Untuk itu, kata Fahri, secara teoritik pascaamendemen UUD tahun 1945 bahwa mekanisme ketatanegaraan telah berubah, baik secara paradigmatik maupun konstitusional, kelembagaan MPR tidak lagi bersifat hirarkis.

Artinya, kata Fahri, kelembagaan MPR adalah setara atau sejajar dengan kelembagaan Presiden, sehingga konsekuensi ketatanegaraannya adalah tidak tepat jika MPR melakukan tindakan melantik atau melantik Presiden, seperti waktu Indonesia masih menganut paham supremasi MPR sebelum amandemen konstitusi.
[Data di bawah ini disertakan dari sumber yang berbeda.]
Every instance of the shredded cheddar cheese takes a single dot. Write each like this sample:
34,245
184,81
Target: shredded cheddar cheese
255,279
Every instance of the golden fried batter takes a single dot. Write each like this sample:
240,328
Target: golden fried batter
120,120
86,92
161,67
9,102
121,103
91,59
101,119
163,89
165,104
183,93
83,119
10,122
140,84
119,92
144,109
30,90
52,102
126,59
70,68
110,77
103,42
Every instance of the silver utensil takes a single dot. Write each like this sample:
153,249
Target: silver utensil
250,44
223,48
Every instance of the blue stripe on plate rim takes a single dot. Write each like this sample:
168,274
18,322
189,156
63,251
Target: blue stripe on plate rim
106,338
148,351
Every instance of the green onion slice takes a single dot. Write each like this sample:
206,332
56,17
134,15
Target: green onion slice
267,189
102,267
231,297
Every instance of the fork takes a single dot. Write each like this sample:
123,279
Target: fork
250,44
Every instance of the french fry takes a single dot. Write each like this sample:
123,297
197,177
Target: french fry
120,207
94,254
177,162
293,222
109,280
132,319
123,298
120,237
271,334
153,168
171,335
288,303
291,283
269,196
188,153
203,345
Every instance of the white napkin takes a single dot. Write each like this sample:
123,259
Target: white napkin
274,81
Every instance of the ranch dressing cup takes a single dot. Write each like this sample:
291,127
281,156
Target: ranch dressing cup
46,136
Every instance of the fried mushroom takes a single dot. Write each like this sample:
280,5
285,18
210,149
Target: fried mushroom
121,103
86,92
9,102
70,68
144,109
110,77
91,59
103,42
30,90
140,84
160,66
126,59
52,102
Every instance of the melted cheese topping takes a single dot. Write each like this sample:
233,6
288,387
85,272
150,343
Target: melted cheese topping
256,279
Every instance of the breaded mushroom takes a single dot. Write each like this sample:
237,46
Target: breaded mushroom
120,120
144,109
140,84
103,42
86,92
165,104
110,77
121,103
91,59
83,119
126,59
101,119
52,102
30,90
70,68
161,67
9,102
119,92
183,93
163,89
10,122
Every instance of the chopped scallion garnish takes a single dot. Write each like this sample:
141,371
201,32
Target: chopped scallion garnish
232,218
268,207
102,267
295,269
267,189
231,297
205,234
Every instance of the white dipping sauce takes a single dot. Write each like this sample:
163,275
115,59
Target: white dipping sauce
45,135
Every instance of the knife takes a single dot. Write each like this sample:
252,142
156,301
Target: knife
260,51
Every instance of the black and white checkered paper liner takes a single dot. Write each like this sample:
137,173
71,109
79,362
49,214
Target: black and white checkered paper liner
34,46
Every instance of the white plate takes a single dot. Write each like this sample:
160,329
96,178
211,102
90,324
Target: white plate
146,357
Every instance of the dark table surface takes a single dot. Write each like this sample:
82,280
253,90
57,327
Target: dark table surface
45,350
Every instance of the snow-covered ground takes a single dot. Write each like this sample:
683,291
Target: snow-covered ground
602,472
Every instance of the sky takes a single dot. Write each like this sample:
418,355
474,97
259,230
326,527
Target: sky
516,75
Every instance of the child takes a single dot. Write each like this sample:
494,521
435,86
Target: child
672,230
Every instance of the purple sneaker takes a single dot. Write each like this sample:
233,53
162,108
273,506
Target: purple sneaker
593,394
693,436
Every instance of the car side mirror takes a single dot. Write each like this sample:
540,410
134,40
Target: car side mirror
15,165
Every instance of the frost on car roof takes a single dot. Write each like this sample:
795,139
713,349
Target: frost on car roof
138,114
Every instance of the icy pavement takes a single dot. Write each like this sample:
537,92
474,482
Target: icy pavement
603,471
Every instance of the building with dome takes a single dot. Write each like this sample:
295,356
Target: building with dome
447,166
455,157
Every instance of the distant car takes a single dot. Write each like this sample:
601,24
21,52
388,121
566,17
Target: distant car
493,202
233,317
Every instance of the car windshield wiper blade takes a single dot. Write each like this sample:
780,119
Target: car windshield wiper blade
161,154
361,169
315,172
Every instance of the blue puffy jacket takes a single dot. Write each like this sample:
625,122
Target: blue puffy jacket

“Sesungguhnya MPR hanyalah menyaksikan pengucapan sumpah jabatan presiden dan wakil presiden sebagaimana telah ditentukan secara limitatif oleh konstitusi,” tambah Fahri.

Dengan demikian, menurut Fahri, ke depan menjadi tugas konstitusional DPR untuk meninjau dan meluruskan konsep sumpah jabatan presiden ini dengan melakukan revisi atas ketentuan pasal 33 UU No.17 Tahun 2014 Tentang MPR, DPR, DPD dan DPRD.

“Ini agar sejalan dan sebangun dengan spirit rumusan ketentuan pasal 9 ayat (1) dan (2) UUD Tahun 1945, dan praktek ketatanegaraan kita menjadi liniear dengan sistem pemerintahan presidensial yang kita anut saat ini,” kata Fahri.